Despite the omnipresent sound of sirens, the ambulances racing down busy streets, and crimes being committed throughout Gotham’s five boroughs, there were no reported shootings, stabbings or slashings all day Monday, police officials told the New York Daily News — an unheard-of statistic in a city of more than 8 million people. The rare “triple zero” was a welcome departure from two decades ago, when the city logged more than 2,200 murders over the course of 1990, according to CompStat figures.

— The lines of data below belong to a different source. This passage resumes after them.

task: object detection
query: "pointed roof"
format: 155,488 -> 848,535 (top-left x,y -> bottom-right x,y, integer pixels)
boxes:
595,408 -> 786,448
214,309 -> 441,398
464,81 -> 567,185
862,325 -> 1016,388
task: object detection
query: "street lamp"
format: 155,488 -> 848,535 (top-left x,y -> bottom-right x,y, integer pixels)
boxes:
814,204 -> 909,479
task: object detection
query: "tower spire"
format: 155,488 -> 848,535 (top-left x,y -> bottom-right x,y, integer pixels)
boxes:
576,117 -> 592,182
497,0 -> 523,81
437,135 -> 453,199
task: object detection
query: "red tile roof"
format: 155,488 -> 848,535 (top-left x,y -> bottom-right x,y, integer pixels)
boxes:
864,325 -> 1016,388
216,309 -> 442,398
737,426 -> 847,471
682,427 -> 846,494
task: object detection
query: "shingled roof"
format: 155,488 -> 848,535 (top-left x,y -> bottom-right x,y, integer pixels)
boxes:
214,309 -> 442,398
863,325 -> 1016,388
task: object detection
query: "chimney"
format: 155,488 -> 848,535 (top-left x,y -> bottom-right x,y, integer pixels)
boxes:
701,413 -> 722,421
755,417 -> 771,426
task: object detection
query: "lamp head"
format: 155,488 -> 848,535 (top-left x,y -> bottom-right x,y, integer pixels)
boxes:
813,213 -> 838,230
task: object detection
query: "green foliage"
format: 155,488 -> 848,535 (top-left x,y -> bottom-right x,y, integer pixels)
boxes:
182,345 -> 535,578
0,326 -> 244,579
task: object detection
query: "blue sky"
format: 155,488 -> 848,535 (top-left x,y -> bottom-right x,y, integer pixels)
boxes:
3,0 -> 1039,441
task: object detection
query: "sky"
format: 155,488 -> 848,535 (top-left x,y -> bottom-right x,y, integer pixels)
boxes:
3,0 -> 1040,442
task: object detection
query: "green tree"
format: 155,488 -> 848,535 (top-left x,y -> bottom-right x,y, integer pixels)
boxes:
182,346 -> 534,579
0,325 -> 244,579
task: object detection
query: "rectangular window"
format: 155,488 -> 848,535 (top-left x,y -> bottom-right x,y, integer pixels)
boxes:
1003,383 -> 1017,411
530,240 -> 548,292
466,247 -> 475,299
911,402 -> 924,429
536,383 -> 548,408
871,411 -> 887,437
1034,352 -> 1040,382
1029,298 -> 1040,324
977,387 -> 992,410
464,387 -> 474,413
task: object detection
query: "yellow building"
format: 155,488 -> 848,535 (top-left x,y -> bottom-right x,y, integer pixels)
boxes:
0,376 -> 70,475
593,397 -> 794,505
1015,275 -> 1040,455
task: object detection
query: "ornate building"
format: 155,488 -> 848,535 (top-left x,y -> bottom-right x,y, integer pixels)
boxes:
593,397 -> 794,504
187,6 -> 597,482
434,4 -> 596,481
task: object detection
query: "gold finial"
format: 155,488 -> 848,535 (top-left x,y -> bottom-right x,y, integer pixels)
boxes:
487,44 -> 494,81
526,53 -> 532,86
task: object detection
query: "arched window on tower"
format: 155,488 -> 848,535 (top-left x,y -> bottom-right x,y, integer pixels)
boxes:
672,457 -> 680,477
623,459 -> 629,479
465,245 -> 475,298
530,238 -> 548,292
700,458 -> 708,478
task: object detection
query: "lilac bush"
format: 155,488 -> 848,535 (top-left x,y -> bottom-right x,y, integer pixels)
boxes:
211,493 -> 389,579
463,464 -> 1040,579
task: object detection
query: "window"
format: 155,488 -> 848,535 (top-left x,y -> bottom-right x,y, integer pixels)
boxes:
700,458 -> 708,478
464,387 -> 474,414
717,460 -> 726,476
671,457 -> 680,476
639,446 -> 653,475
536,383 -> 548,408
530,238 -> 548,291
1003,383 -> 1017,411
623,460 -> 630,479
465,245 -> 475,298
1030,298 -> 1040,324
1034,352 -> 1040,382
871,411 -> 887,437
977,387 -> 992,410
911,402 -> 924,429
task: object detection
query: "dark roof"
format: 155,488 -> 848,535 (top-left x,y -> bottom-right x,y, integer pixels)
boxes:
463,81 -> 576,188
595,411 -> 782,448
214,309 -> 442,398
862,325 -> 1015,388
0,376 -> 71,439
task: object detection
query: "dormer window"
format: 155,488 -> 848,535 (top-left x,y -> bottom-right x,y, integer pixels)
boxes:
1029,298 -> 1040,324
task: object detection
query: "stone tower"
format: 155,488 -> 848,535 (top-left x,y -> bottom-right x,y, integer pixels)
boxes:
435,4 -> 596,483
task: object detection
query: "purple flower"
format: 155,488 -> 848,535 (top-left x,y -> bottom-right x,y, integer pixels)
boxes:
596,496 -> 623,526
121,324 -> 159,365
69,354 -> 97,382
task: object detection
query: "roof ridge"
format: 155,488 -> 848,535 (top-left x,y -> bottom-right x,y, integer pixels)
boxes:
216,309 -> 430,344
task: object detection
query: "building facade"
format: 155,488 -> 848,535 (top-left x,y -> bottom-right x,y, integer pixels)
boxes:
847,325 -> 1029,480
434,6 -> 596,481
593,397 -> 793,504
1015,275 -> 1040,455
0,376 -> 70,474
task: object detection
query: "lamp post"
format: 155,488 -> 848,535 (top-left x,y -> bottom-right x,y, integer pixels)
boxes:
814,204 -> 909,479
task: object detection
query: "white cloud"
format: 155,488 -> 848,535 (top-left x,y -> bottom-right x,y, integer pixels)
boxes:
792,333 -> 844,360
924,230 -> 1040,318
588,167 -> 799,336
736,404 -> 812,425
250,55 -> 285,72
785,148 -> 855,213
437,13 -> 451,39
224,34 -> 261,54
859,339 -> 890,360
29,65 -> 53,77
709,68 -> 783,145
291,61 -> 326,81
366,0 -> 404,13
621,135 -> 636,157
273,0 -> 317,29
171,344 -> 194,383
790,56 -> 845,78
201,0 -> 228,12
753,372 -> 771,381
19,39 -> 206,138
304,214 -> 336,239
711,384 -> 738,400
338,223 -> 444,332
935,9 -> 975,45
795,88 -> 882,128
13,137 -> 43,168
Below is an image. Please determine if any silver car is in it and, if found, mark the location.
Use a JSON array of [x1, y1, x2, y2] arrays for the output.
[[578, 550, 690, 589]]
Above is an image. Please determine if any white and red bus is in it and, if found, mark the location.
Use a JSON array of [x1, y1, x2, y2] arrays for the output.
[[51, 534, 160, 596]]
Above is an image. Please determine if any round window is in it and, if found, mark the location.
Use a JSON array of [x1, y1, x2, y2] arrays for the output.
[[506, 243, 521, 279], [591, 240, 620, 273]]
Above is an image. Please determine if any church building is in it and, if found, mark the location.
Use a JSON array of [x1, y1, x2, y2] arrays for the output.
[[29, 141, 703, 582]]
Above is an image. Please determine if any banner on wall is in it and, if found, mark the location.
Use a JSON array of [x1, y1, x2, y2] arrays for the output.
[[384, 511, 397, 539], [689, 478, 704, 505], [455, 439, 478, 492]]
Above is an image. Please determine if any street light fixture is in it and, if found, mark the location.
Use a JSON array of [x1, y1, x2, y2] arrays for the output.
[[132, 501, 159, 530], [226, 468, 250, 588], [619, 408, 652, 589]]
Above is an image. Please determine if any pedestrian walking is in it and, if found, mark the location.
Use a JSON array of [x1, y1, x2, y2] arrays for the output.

Right now, the Big Apple is on track to finish the year with about 400 murders, the lowest since 1960, the News said. Although crime is up 9% overall, likely driven by a surge in robberies, homicide is down 23%. The paper says credit for the drop in shooting deaths was given to the NYPD’s controversial “stop and frisk” policy, where people are randomly halted by cops and searched for weapons or illegal drugs, which in theory discourages would-be felons from carrying firearms.
The one shooting that did happen, police say, was an accidental self-inflicted gun wound to the right thigh of a 16-year-old male in the Bronx. No crime was involved.
But alas, the streak did not last. On Tuesday morning a 27-year-old man was shot in the head in Brooklyn’s Flatlands neighborhood.